Publié le 2 octobre 2018
Loi Elan: un texte de compromis - PDF

Loi Elan: un texte de compromis Après des mois de débats concernant la loi Elan portant évolution du logement, de l’aménagement et du numérique, la commission mixte paritaire a enfin rédigé un texte de compromis. Comme souvent c’est une véritable usine à gaz qui va voir le jour. Il faudra plusieurs mois si ce n’est des années pour rendre applicables ses 270 articles. Gageons que certains seront retoqués par une réforme ultérieure sans avoir connu le moindre début de mise en œuvre.

Selon l’exécutif cette loi devrait permettre de construire plus, mieux et moins cher.

Plusieurs grandes lignes se détachent :

- Création d’un bail « mobilité » pour des logements meublés. Réservés aux jeunes actifs, cette nouvelle mesure semble en faveur des propriétaires. En effet le bail ne pourra pas être supérieur à dix mois et ne sera pas renouvelable. Le locataire ne pourra réclamer au bailleur de mettre le logement aux normes.

- Retour de l’encadrement des loyers dans les zones tendues. Rappelons que l’arrêté de la Maire de Paris prévoyant cette mesure avait été annulé par la justice au mois de novembre 2017.

- Logements sociaux : les parlementaires ont abandonné l’idée que des groupes d’investissements privés puissent acquérir la nue-propriété de logements sociaux tout en laissant l’usufruit locatif à des bailleurs pendant quinze ans. A l’issue de cette période ils auraient pu revendre ou louer ces immeubles sur le marché libre. Cette mesure risquait de créer des ghettos de logements sociaux peu rentables rendant la mixité sociale de plus en plus aléatoire. Cependant, exceptées dans les zones en manque de logements sociaux, les bailleurs volontaires pourront se passer de l’accord du Maire pour céder une partie de leur parc. Les organismes gestionnaires de logements sociaux jugés trop nombreux seront contraints de se regrouper autour d’un parc d’au moins 12 000 logements. Pour des raisons historiques, mais surtout politique, un certain nombre de communes en particulier en ile de France ont souhaité disposer de « leur » organisme de logement social.

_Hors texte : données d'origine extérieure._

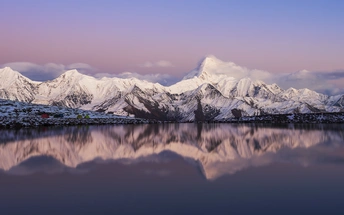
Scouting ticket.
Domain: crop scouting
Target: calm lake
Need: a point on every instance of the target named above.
(173, 169)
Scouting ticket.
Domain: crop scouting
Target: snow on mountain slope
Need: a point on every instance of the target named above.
(211, 91)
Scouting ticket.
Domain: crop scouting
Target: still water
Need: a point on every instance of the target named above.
(173, 169)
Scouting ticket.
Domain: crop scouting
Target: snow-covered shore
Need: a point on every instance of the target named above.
(20, 114)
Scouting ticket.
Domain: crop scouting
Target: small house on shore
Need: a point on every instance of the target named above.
(45, 115)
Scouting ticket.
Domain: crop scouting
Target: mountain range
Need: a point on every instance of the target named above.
(205, 94)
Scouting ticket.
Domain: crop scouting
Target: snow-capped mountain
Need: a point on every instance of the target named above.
(206, 93)
(217, 149)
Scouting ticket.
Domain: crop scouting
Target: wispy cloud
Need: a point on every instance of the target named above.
(163, 79)
(47, 71)
(161, 63)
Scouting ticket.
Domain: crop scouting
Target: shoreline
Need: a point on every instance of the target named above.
(306, 118)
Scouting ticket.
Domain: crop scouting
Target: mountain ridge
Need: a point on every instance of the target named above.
(206, 90)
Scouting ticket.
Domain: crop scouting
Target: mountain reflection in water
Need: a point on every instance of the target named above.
(217, 149)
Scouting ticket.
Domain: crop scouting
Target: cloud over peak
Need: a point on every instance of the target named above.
(161, 63)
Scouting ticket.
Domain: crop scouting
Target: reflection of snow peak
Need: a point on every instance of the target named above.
(214, 88)
(219, 149)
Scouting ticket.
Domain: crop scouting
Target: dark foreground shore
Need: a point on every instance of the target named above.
(10, 122)
(13, 122)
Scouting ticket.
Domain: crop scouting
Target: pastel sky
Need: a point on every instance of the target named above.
(169, 37)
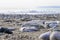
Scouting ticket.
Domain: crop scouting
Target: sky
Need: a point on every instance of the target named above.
(26, 4)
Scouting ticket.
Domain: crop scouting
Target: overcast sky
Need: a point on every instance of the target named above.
(26, 4)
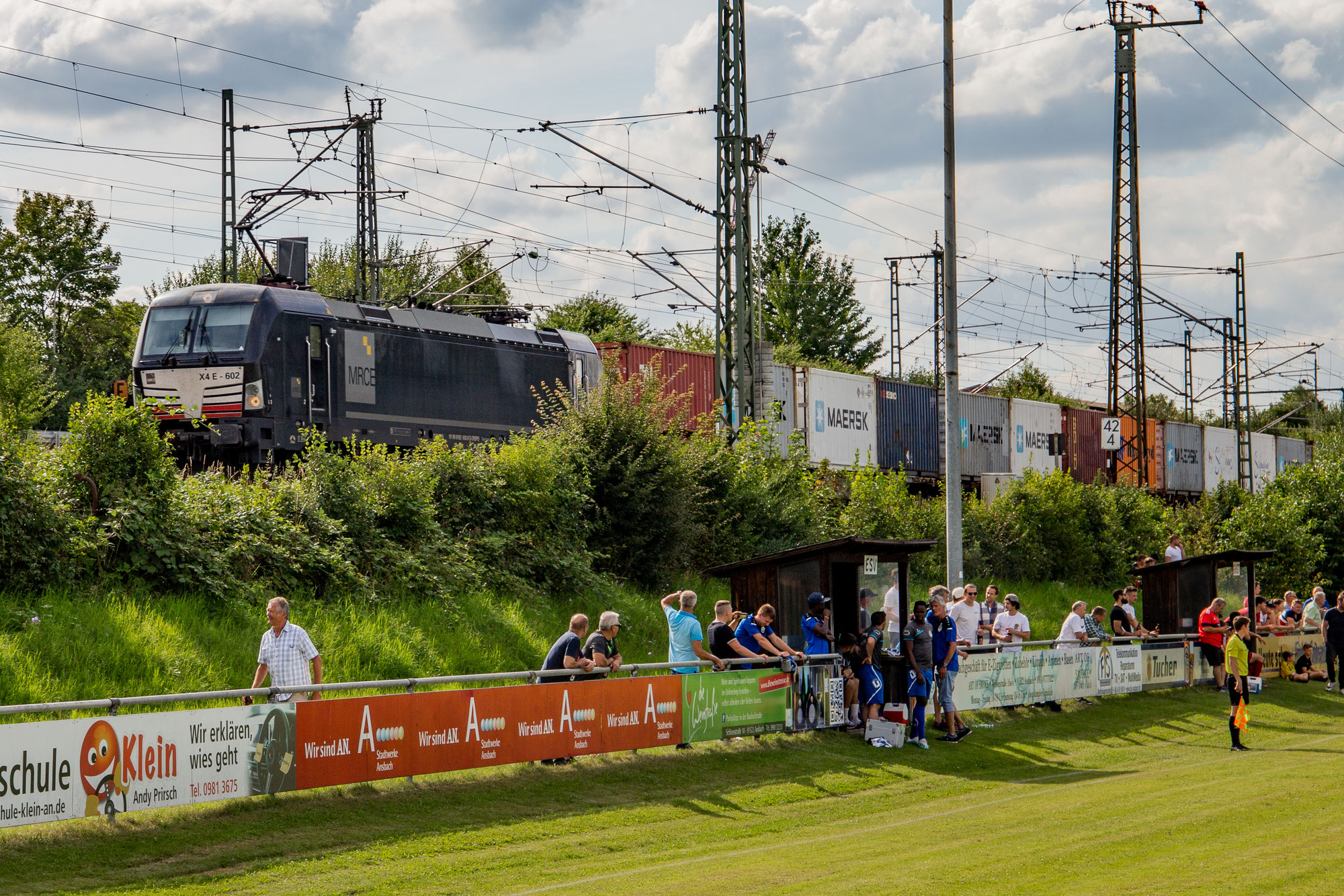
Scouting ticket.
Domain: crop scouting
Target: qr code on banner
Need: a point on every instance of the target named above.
(835, 688)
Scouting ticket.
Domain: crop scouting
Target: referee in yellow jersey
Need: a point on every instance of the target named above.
(1238, 666)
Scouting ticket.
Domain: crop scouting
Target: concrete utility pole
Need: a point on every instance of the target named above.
(950, 319)
(739, 155)
(228, 193)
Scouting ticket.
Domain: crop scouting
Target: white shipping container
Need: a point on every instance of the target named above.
(1220, 457)
(1033, 425)
(1264, 460)
(841, 413)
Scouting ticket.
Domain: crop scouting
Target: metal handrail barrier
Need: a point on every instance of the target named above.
(114, 705)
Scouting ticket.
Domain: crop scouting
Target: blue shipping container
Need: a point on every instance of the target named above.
(908, 428)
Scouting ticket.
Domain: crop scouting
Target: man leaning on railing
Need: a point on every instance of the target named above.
(287, 654)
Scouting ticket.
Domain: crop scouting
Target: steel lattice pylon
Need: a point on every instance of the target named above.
(734, 331)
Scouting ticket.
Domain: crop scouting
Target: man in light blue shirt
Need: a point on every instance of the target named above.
(685, 633)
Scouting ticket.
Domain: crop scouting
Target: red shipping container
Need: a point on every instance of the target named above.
(1084, 457)
(687, 374)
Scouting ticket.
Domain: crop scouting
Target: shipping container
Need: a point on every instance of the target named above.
(908, 429)
(1185, 459)
(1220, 457)
(1264, 460)
(984, 436)
(841, 414)
(685, 374)
(1036, 436)
(1291, 453)
(1084, 456)
(1155, 457)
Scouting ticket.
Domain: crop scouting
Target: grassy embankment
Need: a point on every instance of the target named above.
(138, 643)
(1126, 795)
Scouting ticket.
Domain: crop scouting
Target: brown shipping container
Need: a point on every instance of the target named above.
(1157, 452)
(690, 374)
(1084, 459)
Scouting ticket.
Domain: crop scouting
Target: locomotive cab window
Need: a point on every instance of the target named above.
(224, 328)
(167, 330)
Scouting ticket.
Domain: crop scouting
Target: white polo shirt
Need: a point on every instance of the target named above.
(287, 658)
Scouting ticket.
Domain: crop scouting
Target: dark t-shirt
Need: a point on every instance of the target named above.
(568, 645)
(718, 639)
(1335, 627)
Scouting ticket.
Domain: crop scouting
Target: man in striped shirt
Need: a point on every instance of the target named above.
(288, 656)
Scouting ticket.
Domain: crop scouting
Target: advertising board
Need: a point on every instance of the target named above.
(357, 740)
(842, 418)
(1166, 666)
(1036, 431)
(77, 768)
(736, 705)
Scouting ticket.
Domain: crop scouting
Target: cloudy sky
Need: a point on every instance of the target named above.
(466, 80)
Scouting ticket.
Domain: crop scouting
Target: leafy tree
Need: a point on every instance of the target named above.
(601, 318)
(54, 242)
(26, 389)
(689, 338)
(1030, 382)
(99, 353)
(808, 298)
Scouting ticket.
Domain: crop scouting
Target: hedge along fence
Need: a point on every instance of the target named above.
(601, 488)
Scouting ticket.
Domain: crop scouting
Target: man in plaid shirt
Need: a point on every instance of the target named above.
(287, 654)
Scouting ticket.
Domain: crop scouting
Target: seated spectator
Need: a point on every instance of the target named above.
(568, 651)
(1095, 623)
(849, 648)
(601, 645)
(722, 636)
(1292, 619)
(756, 635)
(1303, 670)
(1013, 627)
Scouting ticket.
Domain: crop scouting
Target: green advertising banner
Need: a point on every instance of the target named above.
(736, 705)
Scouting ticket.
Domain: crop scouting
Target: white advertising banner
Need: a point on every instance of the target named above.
(1026, 676)
(1166, 667)
(1120, 670)
(1033, 424)
(1264, 460)
(103, 766)
(1220, 457)
(842, 418)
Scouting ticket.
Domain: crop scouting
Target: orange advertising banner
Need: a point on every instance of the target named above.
(358, 740)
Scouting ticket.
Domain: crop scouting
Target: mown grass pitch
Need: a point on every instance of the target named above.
(1135, 793)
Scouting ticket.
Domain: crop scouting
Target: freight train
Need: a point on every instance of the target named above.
(873, 420)
(260, 365)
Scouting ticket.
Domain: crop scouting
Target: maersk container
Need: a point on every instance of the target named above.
(841, 414)
(1291, 453)
(1185, 459)
(1264, 460)
(1036, 436)
(908, 429)
(984, 436)
(1084, 456)
(1220, 457)
(689, 375)
(1155, 453)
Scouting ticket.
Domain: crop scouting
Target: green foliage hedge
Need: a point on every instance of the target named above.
(607, 487)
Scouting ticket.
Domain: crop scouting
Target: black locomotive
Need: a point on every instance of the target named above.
(260, 363)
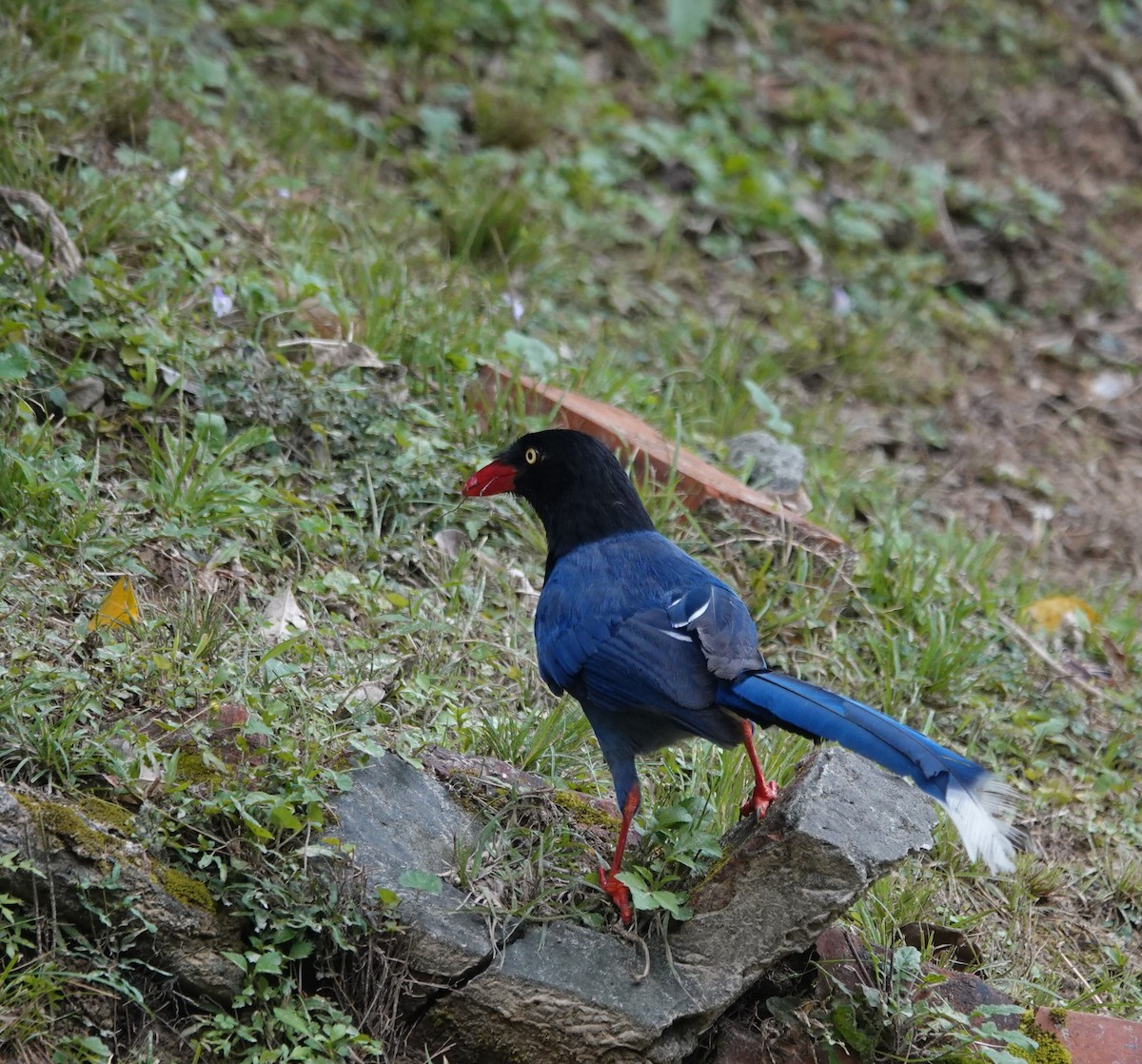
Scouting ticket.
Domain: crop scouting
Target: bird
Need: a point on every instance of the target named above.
(657, 650)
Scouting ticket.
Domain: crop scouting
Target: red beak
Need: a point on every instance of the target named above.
(494, 480)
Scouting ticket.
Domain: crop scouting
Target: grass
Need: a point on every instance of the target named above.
(674, 207)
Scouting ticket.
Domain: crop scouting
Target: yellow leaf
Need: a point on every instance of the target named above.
(1050, 614)
(119, 608)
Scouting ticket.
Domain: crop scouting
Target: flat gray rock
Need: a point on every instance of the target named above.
(401, 819)
(564, 995)
(766, 462)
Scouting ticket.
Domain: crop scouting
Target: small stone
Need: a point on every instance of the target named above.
(768, 463)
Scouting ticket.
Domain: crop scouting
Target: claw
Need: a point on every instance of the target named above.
(764, 791)
(620, 894)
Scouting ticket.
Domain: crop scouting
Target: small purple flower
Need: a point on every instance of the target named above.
(221, 302)
(514, 304)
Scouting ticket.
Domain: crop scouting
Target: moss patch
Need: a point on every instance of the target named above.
(583, 811)
(66, 821)
(1050, 1050)
(192, 768)
(107, 813)
(186, 890)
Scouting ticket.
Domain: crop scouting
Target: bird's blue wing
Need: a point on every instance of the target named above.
(639, 625)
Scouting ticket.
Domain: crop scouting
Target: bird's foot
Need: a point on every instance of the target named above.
(620, 894)
(758, 802)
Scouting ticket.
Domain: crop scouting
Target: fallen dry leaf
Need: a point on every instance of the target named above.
(119, 608)
(1060, 613)
(283, 613)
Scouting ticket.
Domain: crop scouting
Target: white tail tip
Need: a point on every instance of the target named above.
(977, 816)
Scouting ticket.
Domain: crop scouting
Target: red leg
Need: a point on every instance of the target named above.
(764, 791)
(618, 892)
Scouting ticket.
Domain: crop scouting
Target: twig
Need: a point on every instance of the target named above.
(1023, 636)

- Coups de canif dans la loi SRU : d’ici à 2025 les villes de plus de 3 500 habitants doivent compter au moins 25% de logements sociaux mais les villes qui entrent dans le dispositif parce que leur population a augmenté bénéficieront de quinze années supplémentaires pour atteindre cet objectif. En outre, seront désormais comptabilisés dans ces 25% des logements privés acquis par des ménages bénéficiant de prêt d’accession sociale.

- Retour en arrière pour l’accessibilité des logements aux handicapés: seulement 20% des logements neufs seront construits pour être accessibles aux personnes à mobilité réduite contre 100% depuis 2005. Le reste de la production devra être adaptable (notion très vague pouvant donner lieu à de multiples interprétations….)

- Lutte contre les marchands de sommeil : le texte rend possible la confiscation des immeubles ou maisons possédés par des marchands de sommeil. Il prévoit l’empêchement de redevenir propriétaires pendant dix ans au lieu de cinq actuellement ainsi qu’une « présomption de revenus permettant de leur faire payer des amendes sans qu’ils puissent se déclarer insolvables ».

- Raccourcissement du délai d’intervention des juges lors de recours contre les opérations immobilières rendant plus difficile le dépôt de plainte successives sur un même projet (cf notre article concernant des condamnations pour recours abusifs)

- Limiter l’extension des locations par le biais de plateforme de type AirBnB : les villes de plus de 200 000 habitants pourront décider de réglementer les plates formes de location meublés. La limitation du nombre de nuitées et l’immatriculation des bailleurs sont censés exclure les professionnels de ce marché.

- Rendre consultatif l’avis de l’architecte des Bâtiments de France (ABF) dans le cadre de la délivrance des autorisations d’urbanisme notamment pour les opérations de traitement de l’habitat indigne dans les secteurs protégés au titre du patrimoine ainsi que pour les projets d’installation d’antennes relais de radiotéléphonie mobile, compte tenu des objectifs ambitieux de couverture numérique du territoire (et tant pis pour les personnes électro sensibles). Le traitement des recours formulés par l’autorité compétente devant le préfet contre l’avis de l’ABF est simplifié.

- Donner à toute collectivité ou groupement de collectivités la possibilité d’avoir recours à un prestataire privé pour assurer des missions liées à l’instruction des demandes de permis de construire ou de déclaration préalable. Un décret en Conseil d’État devra fixer les conditions dans lesquelles pourront s’exercer ces missions.

Rappelons qu’à la Mairie de Paris cette mission est effectuée par plusieurs dizaines d’agents. Quel sera leur avenir? Encore des redéploiements de postes en perspective.